A Brunetti le constaba que eso era ilegal, pero tal circunstancia no le hizo titubear ni un segundo.
– ¿Podríamos verlos ahora mismo?
– Nada más fácil, comisario -dijo ella apurando el café.
Volvieron al despacho de la signorina Elettra, examinaron la nueva información que ella hizo aparecer en la pantalla del ordenador y descubrieron que, durante los últimos años, Claudia Leonardo había transferido la mayor parte de su dinero a varios países del mundo: Tailandia, Brasil, Ecuador e Indonesia eran algunos de los puntos de destino. Las transferencias no parecían hacerse siguiendo un programa definido y los importes oscilaban entre los dos y los veinte millones. El total superaba de largo los trescientos millones de liras. Otras sumas iban a distintos beneficiarios en forma de assegni circolari. Tampoco aquí se apreciaba otra pauta que la de la finalidad, ya que todas eran organizaciones humanitarias: un orfanato de Kerala, Médicos sin Fronteras, Greenpeace, un hospital para enfermos de sida en Nairobi…
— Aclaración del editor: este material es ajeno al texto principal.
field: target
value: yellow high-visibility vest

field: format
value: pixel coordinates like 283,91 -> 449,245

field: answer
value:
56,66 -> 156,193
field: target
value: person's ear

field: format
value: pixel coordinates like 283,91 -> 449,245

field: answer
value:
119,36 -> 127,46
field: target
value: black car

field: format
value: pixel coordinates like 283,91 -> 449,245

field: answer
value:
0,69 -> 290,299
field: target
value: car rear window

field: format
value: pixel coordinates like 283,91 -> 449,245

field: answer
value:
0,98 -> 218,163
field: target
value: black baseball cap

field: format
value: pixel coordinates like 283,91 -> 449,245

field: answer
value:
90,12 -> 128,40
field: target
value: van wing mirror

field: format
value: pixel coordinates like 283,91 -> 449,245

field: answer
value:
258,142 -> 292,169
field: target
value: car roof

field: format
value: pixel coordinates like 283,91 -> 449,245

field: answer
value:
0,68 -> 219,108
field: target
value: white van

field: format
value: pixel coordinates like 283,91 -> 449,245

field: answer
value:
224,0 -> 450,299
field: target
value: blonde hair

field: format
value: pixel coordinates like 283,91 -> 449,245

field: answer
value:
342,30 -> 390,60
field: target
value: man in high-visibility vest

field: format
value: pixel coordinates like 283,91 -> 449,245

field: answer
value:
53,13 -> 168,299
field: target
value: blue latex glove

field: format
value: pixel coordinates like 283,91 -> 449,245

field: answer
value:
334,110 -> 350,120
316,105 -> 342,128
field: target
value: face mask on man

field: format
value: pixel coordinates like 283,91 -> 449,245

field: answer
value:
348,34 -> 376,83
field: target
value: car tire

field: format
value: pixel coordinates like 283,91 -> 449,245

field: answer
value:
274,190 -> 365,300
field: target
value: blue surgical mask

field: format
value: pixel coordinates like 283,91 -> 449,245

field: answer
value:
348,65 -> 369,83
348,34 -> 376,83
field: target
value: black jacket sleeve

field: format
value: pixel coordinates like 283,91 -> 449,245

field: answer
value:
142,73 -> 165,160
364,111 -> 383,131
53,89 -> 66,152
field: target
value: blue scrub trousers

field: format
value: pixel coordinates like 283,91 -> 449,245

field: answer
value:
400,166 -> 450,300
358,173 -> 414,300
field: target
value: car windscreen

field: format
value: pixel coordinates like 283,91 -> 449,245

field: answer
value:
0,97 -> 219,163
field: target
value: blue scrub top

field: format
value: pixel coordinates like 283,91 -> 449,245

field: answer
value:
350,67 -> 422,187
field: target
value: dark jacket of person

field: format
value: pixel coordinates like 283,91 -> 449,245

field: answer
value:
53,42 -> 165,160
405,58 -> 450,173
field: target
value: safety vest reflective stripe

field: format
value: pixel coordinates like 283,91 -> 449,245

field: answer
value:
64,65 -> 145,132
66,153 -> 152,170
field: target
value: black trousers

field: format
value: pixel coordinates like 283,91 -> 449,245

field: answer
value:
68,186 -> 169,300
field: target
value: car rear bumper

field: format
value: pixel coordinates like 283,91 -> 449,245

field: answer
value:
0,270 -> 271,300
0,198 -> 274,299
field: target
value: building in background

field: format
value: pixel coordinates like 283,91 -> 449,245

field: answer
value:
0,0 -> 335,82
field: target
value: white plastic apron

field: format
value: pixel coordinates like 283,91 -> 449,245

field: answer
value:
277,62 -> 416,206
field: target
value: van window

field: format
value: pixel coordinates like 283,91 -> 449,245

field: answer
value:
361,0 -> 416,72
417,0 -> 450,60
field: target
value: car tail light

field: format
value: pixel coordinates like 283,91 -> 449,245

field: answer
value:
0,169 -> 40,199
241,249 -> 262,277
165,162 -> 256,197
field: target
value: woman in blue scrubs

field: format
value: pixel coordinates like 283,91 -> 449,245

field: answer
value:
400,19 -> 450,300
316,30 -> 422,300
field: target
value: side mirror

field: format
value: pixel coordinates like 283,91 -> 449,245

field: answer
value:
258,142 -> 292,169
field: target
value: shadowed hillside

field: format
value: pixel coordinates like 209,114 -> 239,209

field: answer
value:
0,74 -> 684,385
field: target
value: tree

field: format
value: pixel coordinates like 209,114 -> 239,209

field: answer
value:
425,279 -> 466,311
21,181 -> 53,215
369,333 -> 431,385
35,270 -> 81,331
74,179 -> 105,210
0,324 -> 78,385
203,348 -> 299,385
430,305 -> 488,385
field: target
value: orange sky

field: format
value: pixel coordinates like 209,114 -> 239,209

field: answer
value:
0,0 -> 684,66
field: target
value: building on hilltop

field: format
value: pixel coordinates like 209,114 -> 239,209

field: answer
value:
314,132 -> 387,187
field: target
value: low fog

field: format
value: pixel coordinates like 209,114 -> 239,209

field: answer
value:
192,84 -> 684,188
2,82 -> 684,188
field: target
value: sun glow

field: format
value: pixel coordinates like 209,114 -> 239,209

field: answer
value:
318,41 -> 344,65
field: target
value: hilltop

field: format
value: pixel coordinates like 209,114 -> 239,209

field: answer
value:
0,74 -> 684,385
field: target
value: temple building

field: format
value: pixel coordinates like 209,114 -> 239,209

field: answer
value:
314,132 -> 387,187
– Tenía razón Paola -dijo Brunetti-. Donaba el dinero.
– Resulta raro en una persona de su edad, ¿verdad? Si no me he equivocado en la suma -dijo la signorina Elettra señalando la cantidad anotada al pie de la página-, son casi quinientos millones.
Él asintió.
– Y en impuestos, nada, ¿verdad? -dijo ella-. Siendo para beneficencia…
Se quedaron mirando los números, sin ver más allá de la suma total y los lugares a los que había sido destinada.
– ¿Ha encontrado alguna referencia a un notario o un abogado? -preguntó Brunetti de pronto.
– ¿Quiere decir ahí? -preguntó ella señalando los papeles esparcidos sobre la mesa.
– Sí.
– Ninguna. Pero aún no he comprobado todos los números de la libreta de teléfonos. ¿Lo hago?
– ¿Cómo? ¿Llamando uno a uno? -dijo él abriendo la libreta por la A.
¿La había visto cerrar los ojos durante una fracción de segundo? No estaba seguro. Mientras trataba de decidirlo, ella le tomó la libreta de las manos.
– No, señor. Telecom dispone del medio para encontrar el nombre y dirección correspondientes a cualquier número que esté en la guía. No tienen más que pulsar el número, y el programa les da el nombre al instante.
– ¿Podría yo pedirles esa información?
– En otros países, es un servicio público, pero aquí sólo Telecom tiene acceso a esos datos, y dudo que se los facilitara sin una orden judicial. -Al cabo de un momento, agregó-: Pero mi amigo Giorgio me ha dado una copia del programa.
– Bien. ¿Querrá ver si hay números de abogados o notarios?
– ¿Y si los hubiera?
– Si los hubiera, quiero hablar con ellos.
– ¿Quiere que le pida una cita?
– No; prefiero aparecer de improviso.
– ¿Como un ladrón? -preguntó ella.
– «Como un león» sería más halagador, signorina, aunque quizá su figura se ajuste más a la realidad.